The TPP negotiations, which currently involve eleven Asia-Pacific countries, are being conducted in secret, but leaked texts reveal the most aggressive intellectual property (IP) measures ever suggested in a trade deal with developing countries. The U.S. proposals threaten to roll back internationally-agreed public health safeguards and would put in place far-reaching monopoly protections that keep medicine prices high and out of the reach of millions in the Asia-Pacific region.
“Too many people already die needlessly because the medicines they need are too expensive or do not exist, and we cannot stand by as the Trans-Pacific Partnership threatens to further restrict access to medicines in developing countries,” said Dr.

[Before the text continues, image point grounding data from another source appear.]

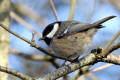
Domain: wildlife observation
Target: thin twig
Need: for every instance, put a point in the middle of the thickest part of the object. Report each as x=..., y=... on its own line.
x=24, y=23
x=33, y=44
x=33, y=37
x=31, y=57
x=110, y=42
x=72, y=9
x=15, y=73
x=54, y=10
x=100, y=68
x=36, y=57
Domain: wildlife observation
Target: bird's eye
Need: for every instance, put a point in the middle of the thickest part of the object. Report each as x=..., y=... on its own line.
x=53, y=31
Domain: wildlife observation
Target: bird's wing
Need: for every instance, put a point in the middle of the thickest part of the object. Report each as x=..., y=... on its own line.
x=79, y=27
x=85, y=26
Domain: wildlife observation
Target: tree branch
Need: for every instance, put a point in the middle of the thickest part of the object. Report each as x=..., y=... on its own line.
x=15, y=73
x=88, y=60
x=33, y=44
x=54, y=10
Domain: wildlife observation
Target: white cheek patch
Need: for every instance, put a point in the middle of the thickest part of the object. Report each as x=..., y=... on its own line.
x=54, y=30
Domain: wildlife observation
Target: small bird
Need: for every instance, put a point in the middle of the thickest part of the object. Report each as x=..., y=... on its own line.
x=70, y=39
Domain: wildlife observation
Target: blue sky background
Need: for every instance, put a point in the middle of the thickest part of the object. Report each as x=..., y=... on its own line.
x=82, y=12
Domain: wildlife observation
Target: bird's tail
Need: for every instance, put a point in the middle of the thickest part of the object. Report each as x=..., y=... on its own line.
x=97, y=23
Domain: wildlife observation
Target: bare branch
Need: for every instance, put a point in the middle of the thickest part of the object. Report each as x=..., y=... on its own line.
x=31, y=57
x=36, y=57
x=110, y=43
x=88, y=60
x=100, y=68
x=115, y=47
x=54, y=10
x=15, y=73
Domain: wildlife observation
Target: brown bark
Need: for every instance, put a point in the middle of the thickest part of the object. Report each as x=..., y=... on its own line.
x=4, y=36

Unni Karunakara, International President of Médecins Sans Frontières. “We are gravely concerned about countries like Thailand, where we started treating HIV/AIDS more than a decade ago and then transitioned our programs to local authorities with the confidence that they would be able to continue providing lifesaving treatments. Now Thailand is on the cusp of joining a dangerous deal that could jeopardise its ability to maintain, let alone scale up, vital, life-saving health programs for its people.”
Furthermore, U.S. negotiators have said the TPP will be a template for its future trade agreements across the globe, setting a damaging precedent. Despite widespread opposition to its current proposals, including from other negotiating countries, the U.S. has failed to put forth any alternative text, essentially running out the clock so countries may be forced to accept its original demands in order to meet the announced October 2013 deadline.
The proposed IP rules would grant the pharmaceutical industry a wide-ranging set of legal mechanisms designed to prolong monopoly protection for medicines and delay the availability of more affordable generic versions. These demands represent a complete repudiation of the U.S. government’s own 2007 bipartisan trade policy, which promised to scale back some of the harshest IP provisions in trade deals with developing countries.